I had an 04 plate Vectra and...well...where to start really.
I had a big, thirstly car that was about to give up so I needed something a bit more "normal". I initially went looking at a Focus (had one previously) but the seats looked like a sofa we had in 1989 so I decided to give it a miss. As I was leaving the garage, I saw this Vectra in black - looked immaculate so took it out on a test drive and everything went ok.
I suspect it was out of desperation more than anything else but I agreed to buy it and for the first few weeks, everything was fine. Ok, I missed my old car but at least £20 in this turned the petrol light off! Then the problems started. I was driving along the M56 one night when the oil light came on. "That's odd" I thought, as it had been serviced by Vauxhall when I bought it. So I pull off the motorway, check the oil and it was dry as a bone.
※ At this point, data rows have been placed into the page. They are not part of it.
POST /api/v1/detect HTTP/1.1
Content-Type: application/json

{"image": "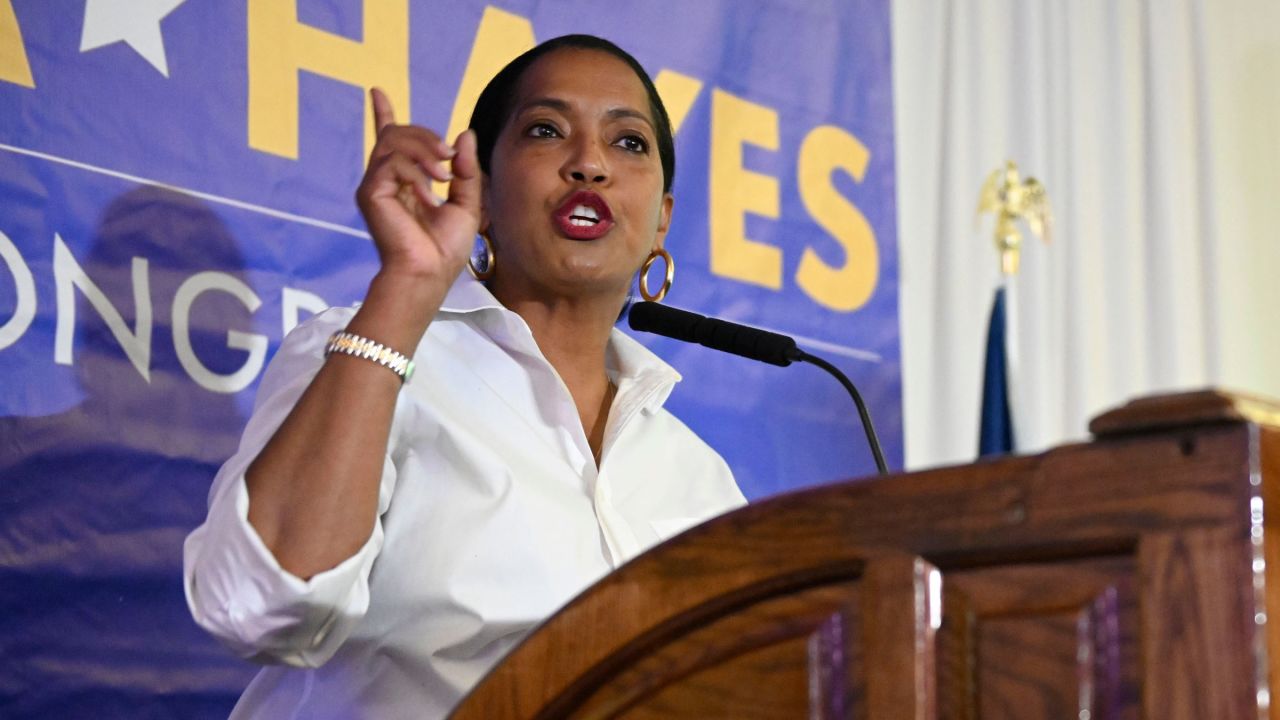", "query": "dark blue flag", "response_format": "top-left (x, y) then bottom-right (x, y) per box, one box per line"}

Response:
top-left (978, 287), bottom-right (1014, 457)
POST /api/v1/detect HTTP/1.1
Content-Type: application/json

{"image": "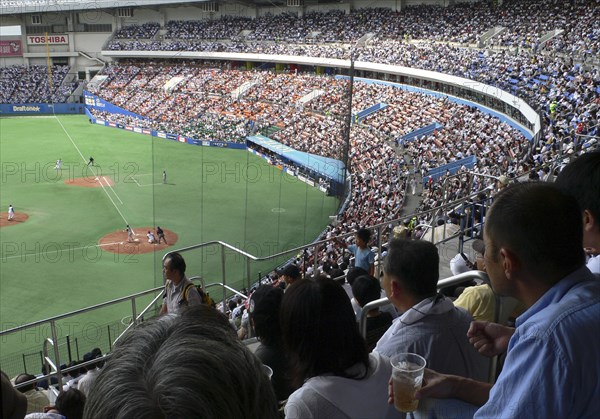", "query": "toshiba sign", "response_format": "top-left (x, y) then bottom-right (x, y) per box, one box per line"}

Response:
top-left (27, 35), bottom-right (69, 45)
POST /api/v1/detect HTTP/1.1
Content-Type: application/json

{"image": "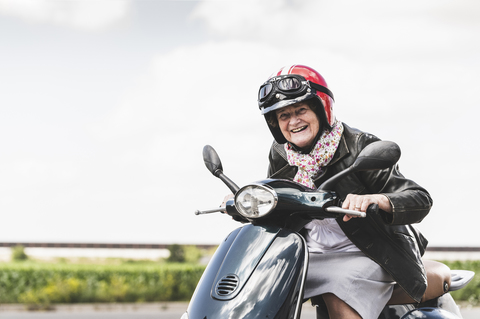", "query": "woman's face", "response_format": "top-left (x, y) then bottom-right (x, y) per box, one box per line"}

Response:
top-left (276, 103), bottom-right (320, 149)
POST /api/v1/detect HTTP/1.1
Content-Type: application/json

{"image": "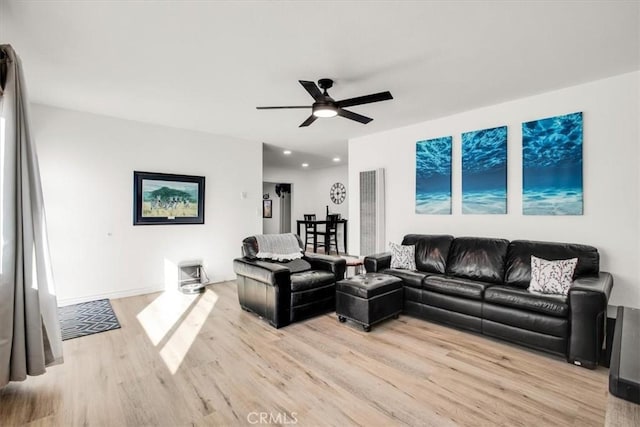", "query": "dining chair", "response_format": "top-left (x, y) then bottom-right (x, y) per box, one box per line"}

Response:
top-left (316, 214), bottom-right (340, 255)
top-left (303, 214), bottom-right (317, 252)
Not a drop of oil on the dipstick. Thinking the garage hadn't topped it up, I went and bought some oil from a garage (not easy in a strange part of Warrington on a Sunday night), topped it up got it home and thought nothing more about it. I took it easy for the first few days - checking the oil and by Wednesday, it was gone again!
It goes in to Vauxhall for them to have a look at and when I go to pick it up, the once unmarked car had a big chip on the boot down to the bare metal (which in fairness to Vauxhall, never rusted) and a girl on the desk tell me I must have misread the oil light. I asked all kind of probing questions only to be presented with the service manager who said it was fine, hadn't used any oil and the light I had seen can't have been the oil warning light. (It was a picture with an oil can dripping and a ruler so there's only so many ways one could misread that). Deciding that the car was in more danger being left with these clowns I took it away and continually topped it up but at £50 every week I could only do that for so long.
I took it to a trusted garage who took the head off and then said everything had fallen to bits....the shells? had cracked and it needed 4 new pistons. (I actually got given the old pistons and they looked like they'd been in a blazing inferno.)
So, £1500 later, I thought "Ok - a rocky start but let's try again." I should add, that 1500 quid (which I didn't have) would have gone a LONG way to fixing my old car but anyway...)
In the further 14 months I had the car I suffered a rear view mirror that detatched itself from the windscreen at the most inopportune of moments, a failing thermostat, spurious bulb warnings, 6 headlight bulbs (all replaced with proper bulbs), a juddering clutch whenever there was the slightest bit of damp in the air, a wheel that refused to come off, a jamming cd changer, a complete loss of ALL gauges (including speedo) which usually happened when going past a speed camera or police car, speakers that sounded like a shipping forecast from 1942 and the most terminal drive I could ever have experienced.
I went nearly the life of the car trying to change it with my limited funds for a Mondeo and even got as far as picking the car and going in to sign when I realised I'd be spending MORE money on an older car so I just held on.
The car was reasonably comfy and it did have more toys than an equivalent Mondeo (that screen in the middle was quite handy) but in everything else from gearchange, drive, power and quality, pretty much any Ford trounces it. When it was working, on a motorway, it was just about ok - and you could see why it was a repmobile. Anything else though and it just highlighted that the car had all the driving dynamics of a lump of coal.
My Dad bought a Mondeo in the last few months of my ownership - a few trim levels down from my Vectra and I remember thinking then that the Mondeo was twice as good. That's what prompted me to get rid.
I realise my experiences are probably not the "norm" but I have driven other "working" Vectras and they all suffer the "Oh my God, what have I done" problem. It wasn't a complete write off though; if nothing else, it served as a warning to me. Never again shall I ever buy a car in haste....and when I'm in a showroom drooling over a car and about to sign on the dotted line, I'll think back to that horrible machine and promptly walk away, sobbing.
I'm sorry for the big rant but I had to get that off my chest.